Si cree en la revolución no lea esto

En tiempos de cinismo y oportunismo, el primer requisito para profesar una ideología es abstenerse de leer y analizar los libros que sirven de sustento doctrinal a cualesquiera de las corrientes del pensamiento político. Para convertirse en un comunista convencido nada mejor que evitar la tentación de revisar las páginas de El capital. Para erigirse en victorioso prosélito del socialismo del siglo XXI es necesario primero escabullirse del pantanoso y grandilocuente cantinflerismo dominical de Las líneas de Chávez.
El fanático tiene la necesidad de desconocer profundamente la creencia que lo define como sujeto político. Exponerse a críticas, reflexiones y debates conceptuales puede implicar la suspensión de su permanente estado de credulidad, así como también la corrección de las distorsiones teóricas que determinan su miopía intelectual. Si la verdad, como dice la Biblia, le brinda al individuo la libertad, la propaganda le obsequia la tranquilidad.
Aquellos que creen en el poder hechicero y reivindicador de las revoluciones muy mal harían en detener sus ojos en las páginas de Balzac y la joven costurera china (Salamandra, 2008), inquietante novela del escritor Dai Sijie. De este modo, cobrarían conciencia de los peligros mortales que para los pueblos siempre ha implicado la infructuosa búsqueda y construcción del hombre nuevo. Mao, el llamado «gran timonel», lo intentó con su famosa y cruenta campaña de reeducación. Cerró las universidades y envió a todos los jóvenes estudiantes, corrompidos, a su entender, por los métodos burgueses de aprendizaje, a las áreas rurales de China para ser «reeducados» por los campesinos pobres. Se trataba de la voluntarista sustitución del conocimiento científico por la milenaria sabiduría popular, o, como reza la letra de una vieja salsa, por la maroma y el truquito...
Dos muchachos, el espabilado Luo y el innominado narrador de Sijie, son remitidos al jefe tribal de la remota montaña del Fénix del Cielo. Purgan los ominosos delitos de ser jóvenes (y por tanto, poseedores de un idealismo psicológicamente maleable) y pertenecer a familias académicamente reconocidas en los años del régimen precomunista.
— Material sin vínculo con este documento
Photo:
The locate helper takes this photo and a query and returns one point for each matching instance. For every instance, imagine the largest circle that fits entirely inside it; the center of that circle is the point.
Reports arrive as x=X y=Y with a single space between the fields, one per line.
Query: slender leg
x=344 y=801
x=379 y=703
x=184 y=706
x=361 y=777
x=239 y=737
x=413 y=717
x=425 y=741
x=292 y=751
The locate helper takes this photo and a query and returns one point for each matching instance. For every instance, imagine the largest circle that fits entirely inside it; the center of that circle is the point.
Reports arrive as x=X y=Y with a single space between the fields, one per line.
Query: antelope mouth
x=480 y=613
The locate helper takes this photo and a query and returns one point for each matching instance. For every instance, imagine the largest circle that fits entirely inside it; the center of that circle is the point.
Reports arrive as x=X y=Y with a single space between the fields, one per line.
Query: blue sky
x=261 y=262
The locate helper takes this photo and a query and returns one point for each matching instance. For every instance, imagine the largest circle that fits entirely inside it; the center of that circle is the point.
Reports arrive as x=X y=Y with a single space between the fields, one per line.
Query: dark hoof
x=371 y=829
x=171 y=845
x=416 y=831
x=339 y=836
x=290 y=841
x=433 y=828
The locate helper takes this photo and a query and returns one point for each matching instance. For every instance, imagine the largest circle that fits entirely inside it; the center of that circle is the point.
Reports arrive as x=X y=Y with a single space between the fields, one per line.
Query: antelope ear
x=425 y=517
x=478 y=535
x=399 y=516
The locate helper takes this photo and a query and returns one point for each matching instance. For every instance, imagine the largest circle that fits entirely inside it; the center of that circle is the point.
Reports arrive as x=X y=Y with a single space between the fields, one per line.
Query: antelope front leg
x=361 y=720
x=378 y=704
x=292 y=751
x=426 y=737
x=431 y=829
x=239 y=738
Ambos chicos, condenados a madurar en las volcánicas fraguas del hombre nuevo, sólo sabrán de acarreo de estiércol, siembra de arroz y noches de crisis palúdicas.
Un compañero de brega, el tímido Cuatrojos, guarda en su cuarto un tesoro misterioso. Luo y su amigo se disponen a robarlo. Esperan la noche de fiesta en la aldea para dar con la maleta ajena. Pero en ella sólo encuentran libros. Libros conspirativos. Obras maestras de la literatura occidental (Balzac, Flaubert, Dumas, Victor Hugo, Tolstoi, Dostoievski). Ejemplares salvados de las hogueras encendidas por los jerarcas del ejército rojo. Al llegar a casa, los ladrones de cultura hablan entre sí:

—¿Qué sientes? ¿Ganas de llorar de alegría?
—No. Sólo siento odio.
—También yo. Odio a todos los que nos han prohibido estos libros.

Luo, ebrio de emoción, decide elevar el nivel cultural de su novia: la bella costurera china. Por eso, mientras ella dibuja patrones y toma ruedos a pantalones ajados, lee en voz alta episodios completos de las novelas que conforman ese gran fresco literario conocido como La comedia humana. Sin saberlo, somete a la joven campesina a una «reeducación inversa», que la hace comprender el esplendor y magnitud de la individualidad; esa esencia inalienable satanizada por todos los colectivismos. Sucede entonces lo impensable, la chica se marcha a la gran ciudad. Retenida momentaneamente por las súplicas de su antiguo novio, sólo atina a contestar: «Lo siento, pero Balzac me ha hecho comprender algo: la belleza de una mujer es un tesoro que no tiene precio».
La verdadera cultura es aquella que nos libera.